The man below her draws further back into the cover of his chosen tree, his sharp eyes scanning through the foliage for her hiding place. When he finds her his eyes narrow—very green, greener than the woods—and he reaches into the pack beside him.
"Another axe?" Hawke blurts as the steel emerges, and scrambles up a few branches further, hopefully out of his reach. "How long were you at the Cornucopia?"
"Long enough," the man from One says curtly, and draws his arm back to throw.
"Stop!" Hawke suggests earnestly, her voice higher than she'd like, and when he shows little inclination of stopping she presses herself closer to the oak's trunk and adds very quickly, "Those leaves are poisonous, just so you know!"
His arm checks mid-swing, and the hatchet thuds harmlessly into the thick base of the trunk instead of her very tender everything. There's a pause as he looks at her, eyes glittering under his hair, and then he stalks over to his abandoned pile of leaves and stems and the mortar stone he'd been using to grind them into a paste. Innocuous enough on good skin, but she knows the way he'll die, choking for breath, if he applies any of it to the gash slicing across his left calf.
"Poisonous," he says at last, and looks suspiciously up at her tree. He hasn't yet moved for the axe, which she counts as a good sign.
"The number of leaves." She makes a cautious movement towards the branch below her, and when he doesn't go for her throat, she makes another. "You picked the one with three, not four. Baneweed. We have a lot of it in Twelve. I take it…not where you're from."
"The only plants in One are in gardens," he says tersely, flicking his hair from his face, and Hawke catches another glimpse of the heavy scars that run from his bottom lip down his throat into the collar of his shirt. "I have little experience with them."
"Well," she says, and drops to the dirt with a thump. "I happen to have lots, if you promise not to kill me right now."
His lip curls, but she can see the sweat beading at his temples, the pallor under his olive skin starker than she suspects he knows. "You're a fool if you think my word counts for anything here."

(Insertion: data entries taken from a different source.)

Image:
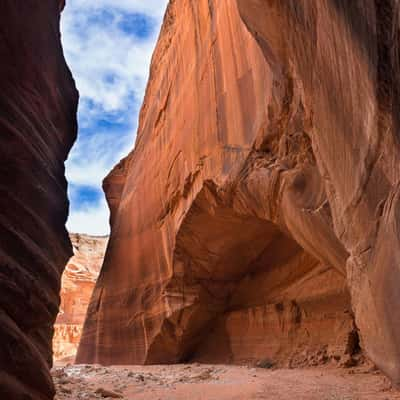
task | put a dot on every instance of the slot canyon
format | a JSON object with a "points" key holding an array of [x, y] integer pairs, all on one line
{"points": [[254, 249]]}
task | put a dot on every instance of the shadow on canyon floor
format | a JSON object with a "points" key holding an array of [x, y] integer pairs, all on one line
{"points": [[222, 382]]}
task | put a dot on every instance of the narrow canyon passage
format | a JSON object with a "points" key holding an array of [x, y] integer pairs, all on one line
{"points": [[254, 240]]}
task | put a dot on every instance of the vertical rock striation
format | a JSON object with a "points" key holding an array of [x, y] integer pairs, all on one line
{"points": [[258, 210], [343, 58], [77, 286], [38, 103]]}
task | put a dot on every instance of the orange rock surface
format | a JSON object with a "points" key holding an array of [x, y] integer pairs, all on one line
{"points": [[77, 286], [258, 210], [38, 103]]}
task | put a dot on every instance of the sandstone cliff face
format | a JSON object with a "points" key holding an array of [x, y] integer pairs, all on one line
{"points": [[77, 285], [258, 209], [38, 103]]}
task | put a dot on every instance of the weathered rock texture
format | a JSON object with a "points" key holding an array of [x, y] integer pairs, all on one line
{"points": [[77, 285], [38, 103], [259, 208]]}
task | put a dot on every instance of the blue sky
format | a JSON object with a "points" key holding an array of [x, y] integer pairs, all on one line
{"points": [[108, 45]]}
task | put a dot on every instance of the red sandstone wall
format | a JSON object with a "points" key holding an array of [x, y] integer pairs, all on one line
{"points": [[38, 103], [257, 211], [77, 285]]}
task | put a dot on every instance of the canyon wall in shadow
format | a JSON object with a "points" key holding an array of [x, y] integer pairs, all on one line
{"points": [[256, 218], [38, 102]]}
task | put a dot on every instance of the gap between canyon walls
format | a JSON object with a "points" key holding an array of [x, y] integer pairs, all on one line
{"points": [[223, 242], [38, 103]]}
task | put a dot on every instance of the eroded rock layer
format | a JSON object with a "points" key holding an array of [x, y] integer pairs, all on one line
{"points": [[77, 285], [38, 103], [258, 208]]}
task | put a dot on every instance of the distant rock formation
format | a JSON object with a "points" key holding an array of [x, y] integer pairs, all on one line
{"points": [[257, 214], [77, 286], [38, 102]]}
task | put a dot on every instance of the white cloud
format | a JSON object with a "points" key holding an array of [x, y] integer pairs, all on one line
{"points": [[110, 65], [90, 218]]}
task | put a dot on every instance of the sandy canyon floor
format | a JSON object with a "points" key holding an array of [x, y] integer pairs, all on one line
{"points": [[219, 382]]}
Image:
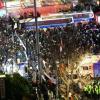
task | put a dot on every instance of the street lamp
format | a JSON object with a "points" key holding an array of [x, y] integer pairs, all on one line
{"points": [[37, 42]]}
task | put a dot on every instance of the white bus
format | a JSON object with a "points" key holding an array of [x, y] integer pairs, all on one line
{"points": [[60, 19]]}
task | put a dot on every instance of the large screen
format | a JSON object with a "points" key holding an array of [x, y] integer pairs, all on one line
{"points": [[44, 7]]}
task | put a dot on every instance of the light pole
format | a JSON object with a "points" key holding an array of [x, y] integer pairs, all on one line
{"points": [[37, 42]]}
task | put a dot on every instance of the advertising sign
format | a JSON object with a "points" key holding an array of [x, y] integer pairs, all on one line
{"points": [[26, 6], [96, 69]]}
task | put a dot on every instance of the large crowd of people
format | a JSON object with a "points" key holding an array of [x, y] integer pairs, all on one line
{"points": [[56, 43]]}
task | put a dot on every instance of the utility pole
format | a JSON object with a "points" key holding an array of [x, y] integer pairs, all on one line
{"points": [[37, 42]]}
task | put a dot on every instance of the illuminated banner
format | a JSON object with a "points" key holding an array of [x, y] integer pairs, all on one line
{"points": [[96, 68], [49, 23], [44, 7]]}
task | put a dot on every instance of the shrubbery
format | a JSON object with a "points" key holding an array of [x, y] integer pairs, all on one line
{"points": [[17, 87]]}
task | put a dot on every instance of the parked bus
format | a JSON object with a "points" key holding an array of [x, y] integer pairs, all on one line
{"points": [[59, 19]]}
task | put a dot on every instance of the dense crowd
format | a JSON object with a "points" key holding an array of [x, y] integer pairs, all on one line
{"points": [[64, 41], [56, 43]]}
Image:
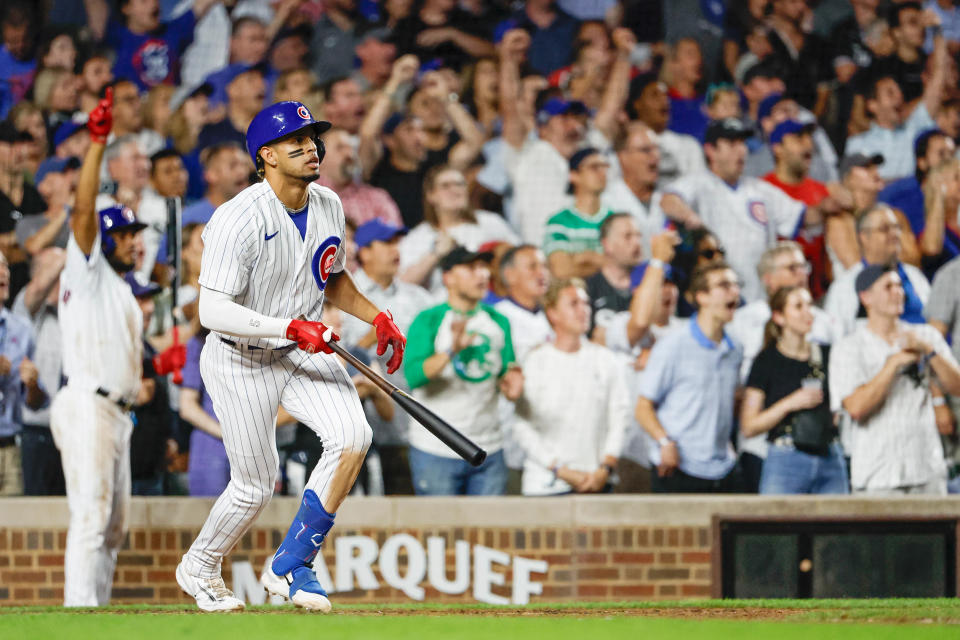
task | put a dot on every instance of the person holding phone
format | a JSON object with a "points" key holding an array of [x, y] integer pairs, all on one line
{"points": [[787, 398]]}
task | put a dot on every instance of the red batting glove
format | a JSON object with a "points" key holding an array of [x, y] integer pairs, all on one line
{"points": [[170, 360], [101, 118], [389, 333], [311, 336]]}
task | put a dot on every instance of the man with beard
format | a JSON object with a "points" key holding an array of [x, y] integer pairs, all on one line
{"points": [[361, 202], [102, 352]]}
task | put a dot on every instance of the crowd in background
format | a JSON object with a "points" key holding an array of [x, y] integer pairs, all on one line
{"points": [[635, 245]]}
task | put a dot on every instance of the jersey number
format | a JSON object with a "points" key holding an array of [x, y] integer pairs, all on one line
{"points": [[323, 260]]}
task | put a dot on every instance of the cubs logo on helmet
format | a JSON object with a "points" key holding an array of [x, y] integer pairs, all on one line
{"points": [[279, 121], [324, 259]]}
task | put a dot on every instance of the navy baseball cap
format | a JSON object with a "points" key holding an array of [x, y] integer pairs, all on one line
{"points": [[636, 276], [376, 230], [66, 130], [461, 255], [726, 129], [558, 107], [54, 165], [789, 128], [140, 290]]}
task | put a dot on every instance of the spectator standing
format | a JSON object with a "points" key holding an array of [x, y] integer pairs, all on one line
{"points": [[635, 190], [574, 410], [572, 241], [680, 154], [21, 386], [378, 253], [226, 171], [56, 180], [892, 130], [448, 221], [37, 304], [747, 214], [339, 170], [879, 236], [684, 69], [459, 360], [246, 92], [880, 376], [687, 389], [787, 400]]}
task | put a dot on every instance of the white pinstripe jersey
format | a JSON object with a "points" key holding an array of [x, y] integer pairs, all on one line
{"points": [[253, 251]]}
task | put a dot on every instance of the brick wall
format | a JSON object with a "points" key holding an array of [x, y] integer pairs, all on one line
{"points": [[596, 548], [610, 563]]}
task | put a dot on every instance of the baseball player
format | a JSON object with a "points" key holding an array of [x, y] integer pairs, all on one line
{"points": [[101, 331], [271, 255]]}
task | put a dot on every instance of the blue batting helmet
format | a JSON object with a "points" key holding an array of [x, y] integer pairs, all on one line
{"points": [[279, 121], [116, 218]]}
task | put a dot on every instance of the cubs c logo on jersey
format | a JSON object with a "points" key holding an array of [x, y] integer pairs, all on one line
{"points": [[758, 211], [323, 259]]}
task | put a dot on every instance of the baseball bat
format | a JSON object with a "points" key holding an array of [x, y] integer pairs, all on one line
{"points": [[445, 432]]}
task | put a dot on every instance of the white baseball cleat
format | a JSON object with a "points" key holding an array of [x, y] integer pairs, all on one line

Her pulse races under her skin. The little silver tube in her belt is a reassuring weight, bottled fire, and her halberd with the lovely blade on the end is not so far out of reach against the rocks as he thinks. But if she can persuade him instead— "We don't have to ally forever, you know. Just…for the moment. I know the rest of the Careers are trying to kill you."
He makes a sharp motion, almost a flinch, but says nothing, and when she pulls the small leather case from her belt and tosses it at him he catches it easily. "There's salve in there," she says, "for infection and pain. The one with the green cap."
It works quickly, as she'd known it would, and within a few minutes the sharp lines at the corners of his eyes have relaxed, his cheeks flush again with color, and he tosses the case back to her with no fuss. "My thanks."
"Yes, well," she says, and distantly, the cannon booms across the world. The trees above them tremble with the motion, a handful of birds spearing into the sky with piercing shrieks.
After a few moments, the forest settles around them again, and Hawke drags in a breath. Then she reaches behind her to yank his axe from the treetrunk, and before he can jerk forward, tosses it into the grass at his feet. He grits his teeth as he looks at her, all the muscles in his jaw jumping, and then suddenly he turns and plucks her halberd from where it leans against the rockfall that makes up the edge of their clearing. He looks up, his hands clenching around the haft, and there is such violence in his eyes—
Then all at once he twists the staff in his hands, the blunt end offered her instead of the blade, and Hawke very nearly hides her relief as she wraps her fingers around the weighted wood.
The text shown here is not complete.